Speech
at Prajna Bharati
Delivered at a public discussion
organised by Prajna Bharati A.P., on "The Ethics of Religious
Conversions" on February 9, 1999 at Bharatiya Vidya Bhavan,
Hyderabad.
I was raised as a Catholic and
went to Catholic school. My uncle was, and still is, a missionary.
We were told that he was going to South America to save the souls of
the Native Americans, people we were told were non-Christian and
without conversion would suffer eternal damnation. This is the
background that I came from.
Today, throughout the world,
and in the United States, with very little exception, there is no
"Sarvadharma Samabhava" taught in religion. It is
something I never encountered in my Christian education in the West.
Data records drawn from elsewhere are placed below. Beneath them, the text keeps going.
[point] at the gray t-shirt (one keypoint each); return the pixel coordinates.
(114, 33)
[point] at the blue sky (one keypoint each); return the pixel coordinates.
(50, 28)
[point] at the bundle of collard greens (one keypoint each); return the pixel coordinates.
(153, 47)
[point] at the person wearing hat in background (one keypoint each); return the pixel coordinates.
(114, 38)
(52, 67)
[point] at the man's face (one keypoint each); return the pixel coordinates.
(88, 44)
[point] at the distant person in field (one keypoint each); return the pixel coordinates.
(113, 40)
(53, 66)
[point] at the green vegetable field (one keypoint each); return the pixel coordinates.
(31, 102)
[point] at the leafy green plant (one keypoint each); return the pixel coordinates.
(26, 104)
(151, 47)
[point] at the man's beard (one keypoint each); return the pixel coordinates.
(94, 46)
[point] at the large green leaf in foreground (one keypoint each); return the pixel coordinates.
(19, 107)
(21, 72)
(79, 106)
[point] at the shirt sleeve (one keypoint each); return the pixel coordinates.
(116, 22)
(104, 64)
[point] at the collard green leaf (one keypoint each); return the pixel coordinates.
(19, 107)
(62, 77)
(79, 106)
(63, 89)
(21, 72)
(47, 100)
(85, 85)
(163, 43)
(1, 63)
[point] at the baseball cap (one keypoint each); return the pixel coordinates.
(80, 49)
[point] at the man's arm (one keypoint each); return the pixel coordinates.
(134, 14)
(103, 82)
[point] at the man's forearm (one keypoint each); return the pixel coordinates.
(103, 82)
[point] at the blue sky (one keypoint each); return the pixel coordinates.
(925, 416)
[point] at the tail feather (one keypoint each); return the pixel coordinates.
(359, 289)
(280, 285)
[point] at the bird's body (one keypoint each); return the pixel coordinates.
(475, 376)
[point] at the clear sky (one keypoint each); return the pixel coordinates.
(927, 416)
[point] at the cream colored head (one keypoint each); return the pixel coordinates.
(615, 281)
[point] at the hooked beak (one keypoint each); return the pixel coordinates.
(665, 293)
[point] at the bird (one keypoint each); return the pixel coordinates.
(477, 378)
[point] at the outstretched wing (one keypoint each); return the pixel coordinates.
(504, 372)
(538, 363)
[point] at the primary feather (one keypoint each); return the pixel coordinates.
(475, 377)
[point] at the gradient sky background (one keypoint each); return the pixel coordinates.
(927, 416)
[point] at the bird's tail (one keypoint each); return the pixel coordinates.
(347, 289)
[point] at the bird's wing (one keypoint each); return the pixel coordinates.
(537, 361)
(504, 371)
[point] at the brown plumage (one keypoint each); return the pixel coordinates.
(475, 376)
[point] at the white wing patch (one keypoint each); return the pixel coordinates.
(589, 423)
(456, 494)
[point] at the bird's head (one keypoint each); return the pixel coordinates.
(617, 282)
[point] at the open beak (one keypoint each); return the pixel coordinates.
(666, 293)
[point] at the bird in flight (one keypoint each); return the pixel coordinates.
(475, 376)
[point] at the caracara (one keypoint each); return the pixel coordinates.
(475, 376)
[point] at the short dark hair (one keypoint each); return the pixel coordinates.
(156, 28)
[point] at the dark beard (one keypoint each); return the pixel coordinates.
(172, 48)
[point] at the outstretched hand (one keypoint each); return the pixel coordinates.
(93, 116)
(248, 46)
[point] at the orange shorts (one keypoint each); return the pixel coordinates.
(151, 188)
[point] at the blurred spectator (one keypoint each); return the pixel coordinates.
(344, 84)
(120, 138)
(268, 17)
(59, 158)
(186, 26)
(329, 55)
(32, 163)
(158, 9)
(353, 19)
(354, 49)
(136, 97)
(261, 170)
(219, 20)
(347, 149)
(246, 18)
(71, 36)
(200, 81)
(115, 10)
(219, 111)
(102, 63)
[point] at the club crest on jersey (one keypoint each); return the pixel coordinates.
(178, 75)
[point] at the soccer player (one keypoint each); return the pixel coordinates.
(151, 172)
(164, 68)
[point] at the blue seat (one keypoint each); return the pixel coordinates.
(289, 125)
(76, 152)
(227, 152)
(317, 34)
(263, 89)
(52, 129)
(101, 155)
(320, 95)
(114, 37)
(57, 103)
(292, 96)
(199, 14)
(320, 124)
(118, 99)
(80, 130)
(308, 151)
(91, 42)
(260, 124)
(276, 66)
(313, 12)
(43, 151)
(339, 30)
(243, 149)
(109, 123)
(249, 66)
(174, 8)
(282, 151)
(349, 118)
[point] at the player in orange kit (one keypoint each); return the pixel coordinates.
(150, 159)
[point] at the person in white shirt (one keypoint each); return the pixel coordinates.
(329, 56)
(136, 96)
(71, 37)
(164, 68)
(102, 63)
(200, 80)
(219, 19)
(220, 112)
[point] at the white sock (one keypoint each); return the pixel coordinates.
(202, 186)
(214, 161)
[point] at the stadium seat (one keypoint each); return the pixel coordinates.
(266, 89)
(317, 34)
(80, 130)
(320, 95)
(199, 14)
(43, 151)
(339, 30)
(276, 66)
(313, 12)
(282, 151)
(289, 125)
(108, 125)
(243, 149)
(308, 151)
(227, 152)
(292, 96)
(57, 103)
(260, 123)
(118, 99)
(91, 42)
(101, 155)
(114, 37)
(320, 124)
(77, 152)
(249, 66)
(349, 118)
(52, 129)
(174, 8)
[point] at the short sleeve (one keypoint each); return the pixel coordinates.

We were taught that Hinduism
was a religion of idolatry; it was a religion of polytheism and
superstition and that there was no place for Hindus in heaven. Even
a great Hindu like Mahatma Gandhi might be revered on a certain
level, but he was not given the type of religious credit that he
would have been given had he been a Christian.
These attitudes still exist
throughout the world and India does not exist in isolation. And
Hindus in India are, and India as a whole is, still being targeted
for conversion. Why is this so? If all the religions teach the same
thing, why is it that certain religions are seeking to convert the
members of other religions to their beliefs?